Mr Gauci said the shark settled down in his tank and was eating from his hand a week later.

It has since grown by half a foot. Mr Gauci’s intention was to release it back in the sea once it recovered but he was worried it would not be able to survive.

So when he heard the aquarium was being built, he decided to donate it for conservation.

Yet Mr Gauci’s children – who named the shark Eleanor – pleaded with their father to put it back in the sea. They would stick papers with the words “save the shark” on the tank at his restaurant, he said.

In the touch pool at the national aquarium, Eleanor will be accompanied by cold water lobsters sourced from other local fish markets and species including meagre, damselfish and cleaver wrasse.

“I’m going to miss her. For the past three years she’s been feeding from my hand,” Mr Gauci said as he lifted Eleanor from the container used to transport her from his restaurant.

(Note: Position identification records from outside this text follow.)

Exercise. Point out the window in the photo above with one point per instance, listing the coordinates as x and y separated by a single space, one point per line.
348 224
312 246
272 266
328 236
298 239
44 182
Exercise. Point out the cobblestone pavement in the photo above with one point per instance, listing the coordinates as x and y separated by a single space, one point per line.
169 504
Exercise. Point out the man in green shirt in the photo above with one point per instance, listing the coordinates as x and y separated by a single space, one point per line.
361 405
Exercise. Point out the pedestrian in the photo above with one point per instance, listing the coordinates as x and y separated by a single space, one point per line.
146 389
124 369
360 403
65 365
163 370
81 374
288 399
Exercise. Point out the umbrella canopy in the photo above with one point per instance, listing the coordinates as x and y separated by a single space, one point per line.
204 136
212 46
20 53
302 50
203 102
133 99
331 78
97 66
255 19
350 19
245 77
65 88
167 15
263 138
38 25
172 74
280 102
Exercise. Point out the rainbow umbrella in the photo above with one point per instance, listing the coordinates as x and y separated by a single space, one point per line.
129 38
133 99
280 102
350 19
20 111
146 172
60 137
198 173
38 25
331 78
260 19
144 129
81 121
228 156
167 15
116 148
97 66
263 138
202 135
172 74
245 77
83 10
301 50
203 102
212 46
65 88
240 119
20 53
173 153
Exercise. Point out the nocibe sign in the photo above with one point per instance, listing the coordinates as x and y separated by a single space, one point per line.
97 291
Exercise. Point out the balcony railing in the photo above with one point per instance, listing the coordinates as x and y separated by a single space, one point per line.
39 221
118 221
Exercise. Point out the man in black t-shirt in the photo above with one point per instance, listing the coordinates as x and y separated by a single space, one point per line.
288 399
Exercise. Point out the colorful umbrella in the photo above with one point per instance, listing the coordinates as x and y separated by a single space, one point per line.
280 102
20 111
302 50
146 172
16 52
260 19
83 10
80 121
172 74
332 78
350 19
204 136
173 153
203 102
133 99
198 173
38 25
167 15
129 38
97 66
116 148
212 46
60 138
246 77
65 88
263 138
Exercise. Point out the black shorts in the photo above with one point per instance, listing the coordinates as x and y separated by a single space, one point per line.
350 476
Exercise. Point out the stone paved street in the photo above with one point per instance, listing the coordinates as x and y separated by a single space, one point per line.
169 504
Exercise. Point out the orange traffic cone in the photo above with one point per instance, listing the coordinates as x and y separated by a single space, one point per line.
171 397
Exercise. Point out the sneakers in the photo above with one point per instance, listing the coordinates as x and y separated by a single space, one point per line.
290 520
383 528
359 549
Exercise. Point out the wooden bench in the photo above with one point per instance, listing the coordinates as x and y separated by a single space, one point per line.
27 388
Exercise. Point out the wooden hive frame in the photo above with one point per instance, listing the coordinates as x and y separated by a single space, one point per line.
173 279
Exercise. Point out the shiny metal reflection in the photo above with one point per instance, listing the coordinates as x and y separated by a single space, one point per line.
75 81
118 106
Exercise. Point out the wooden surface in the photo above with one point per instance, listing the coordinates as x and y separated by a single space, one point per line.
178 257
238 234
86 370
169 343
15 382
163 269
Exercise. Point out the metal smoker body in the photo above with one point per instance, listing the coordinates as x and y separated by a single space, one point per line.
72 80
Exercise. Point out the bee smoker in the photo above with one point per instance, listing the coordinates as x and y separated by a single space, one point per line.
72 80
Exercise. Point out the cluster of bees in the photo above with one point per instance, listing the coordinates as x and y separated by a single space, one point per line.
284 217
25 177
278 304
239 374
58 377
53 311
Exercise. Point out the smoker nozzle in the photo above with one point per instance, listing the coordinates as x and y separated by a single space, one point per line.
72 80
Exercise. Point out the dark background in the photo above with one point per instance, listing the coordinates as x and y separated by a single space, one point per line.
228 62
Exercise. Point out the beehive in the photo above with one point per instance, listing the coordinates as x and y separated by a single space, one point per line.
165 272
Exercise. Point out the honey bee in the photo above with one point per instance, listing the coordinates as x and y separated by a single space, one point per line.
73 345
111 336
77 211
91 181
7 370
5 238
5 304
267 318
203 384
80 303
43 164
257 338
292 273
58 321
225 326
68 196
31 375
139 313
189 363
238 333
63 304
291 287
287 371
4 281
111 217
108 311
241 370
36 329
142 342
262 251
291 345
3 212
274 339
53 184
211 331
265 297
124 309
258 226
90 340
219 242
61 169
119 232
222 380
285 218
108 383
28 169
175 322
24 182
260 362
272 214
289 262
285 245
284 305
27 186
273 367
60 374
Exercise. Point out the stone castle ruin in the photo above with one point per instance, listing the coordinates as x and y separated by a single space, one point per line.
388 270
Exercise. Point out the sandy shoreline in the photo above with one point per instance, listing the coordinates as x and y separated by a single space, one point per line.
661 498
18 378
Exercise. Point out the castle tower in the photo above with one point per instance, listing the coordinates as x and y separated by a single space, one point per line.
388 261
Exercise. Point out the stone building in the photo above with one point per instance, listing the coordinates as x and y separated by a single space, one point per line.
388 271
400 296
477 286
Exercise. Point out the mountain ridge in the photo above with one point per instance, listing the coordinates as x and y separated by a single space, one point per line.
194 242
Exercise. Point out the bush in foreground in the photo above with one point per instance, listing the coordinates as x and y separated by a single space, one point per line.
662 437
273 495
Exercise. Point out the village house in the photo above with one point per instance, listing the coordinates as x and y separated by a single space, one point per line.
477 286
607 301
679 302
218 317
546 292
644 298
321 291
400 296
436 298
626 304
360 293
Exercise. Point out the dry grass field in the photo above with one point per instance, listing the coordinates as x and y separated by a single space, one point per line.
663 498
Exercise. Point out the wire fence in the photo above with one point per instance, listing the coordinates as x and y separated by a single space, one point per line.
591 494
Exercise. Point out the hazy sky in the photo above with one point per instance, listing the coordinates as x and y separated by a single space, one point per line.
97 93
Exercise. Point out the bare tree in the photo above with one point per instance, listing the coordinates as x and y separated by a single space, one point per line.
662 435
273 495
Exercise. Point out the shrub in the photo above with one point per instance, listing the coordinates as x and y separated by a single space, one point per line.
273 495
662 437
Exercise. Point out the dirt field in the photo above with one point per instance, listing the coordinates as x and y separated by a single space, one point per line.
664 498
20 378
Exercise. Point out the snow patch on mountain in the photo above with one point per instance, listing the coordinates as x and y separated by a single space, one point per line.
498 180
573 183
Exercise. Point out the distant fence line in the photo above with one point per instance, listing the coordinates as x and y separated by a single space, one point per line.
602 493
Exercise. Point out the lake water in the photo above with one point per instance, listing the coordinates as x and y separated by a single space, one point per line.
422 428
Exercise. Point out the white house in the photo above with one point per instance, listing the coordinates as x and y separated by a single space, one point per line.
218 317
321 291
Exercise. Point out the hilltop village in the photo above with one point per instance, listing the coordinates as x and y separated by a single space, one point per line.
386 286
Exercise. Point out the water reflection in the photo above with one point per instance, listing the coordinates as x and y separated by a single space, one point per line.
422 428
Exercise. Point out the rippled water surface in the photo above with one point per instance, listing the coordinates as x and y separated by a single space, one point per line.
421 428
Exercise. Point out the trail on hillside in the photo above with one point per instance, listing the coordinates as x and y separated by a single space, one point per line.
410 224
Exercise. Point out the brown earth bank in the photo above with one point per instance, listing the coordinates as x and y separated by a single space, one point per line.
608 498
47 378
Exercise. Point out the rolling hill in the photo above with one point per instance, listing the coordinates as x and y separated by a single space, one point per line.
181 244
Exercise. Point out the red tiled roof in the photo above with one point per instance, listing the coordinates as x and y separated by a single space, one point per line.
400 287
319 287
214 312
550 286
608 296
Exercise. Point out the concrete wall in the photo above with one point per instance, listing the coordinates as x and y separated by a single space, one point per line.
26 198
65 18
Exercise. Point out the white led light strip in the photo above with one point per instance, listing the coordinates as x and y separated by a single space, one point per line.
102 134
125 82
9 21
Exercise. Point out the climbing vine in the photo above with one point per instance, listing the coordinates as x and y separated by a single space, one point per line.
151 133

In a fish tank a few metres away, lobsters, which, like Eleanor, were saved from certain death at a supermarket last month, crawled around.

These spiny lobsters were doing well, aquarium curator Mike Hutchinson said, adding that two brought from local fish markets had cast off their old shell.

When lobsters shed their shell it was a sign that they were eating and growing well, he explained.

In another section of the aquarium, a three-week-old spotted cat shark wriggled around the tank hosting shark eggs brought from the Malta Aquaculture Research Centre in Fort San Luċjan, limits of Marsaxlokk, three months ago.

The nurse hound and small spotted-cat shark eggs from the centre are being conserved as part of a project by the Malta College of Arts, Science and Technology and Sharklab Malta. Mr Hutchinson noted the aquarium was already very popular, even though its official launch was three weeks away.

More than 2,000 fish will occupy the 26 tanks at the aquarium, which is still stocking up on different species. Its biggest tank hosts about 400, including eight black tip sharks, three horn sharks and six rays.

Mr Hutchinson noted that two residents – grey trigger fish – have laid eggs and if these hatched they would be the first of the species worldwide to hatch in an aquarium.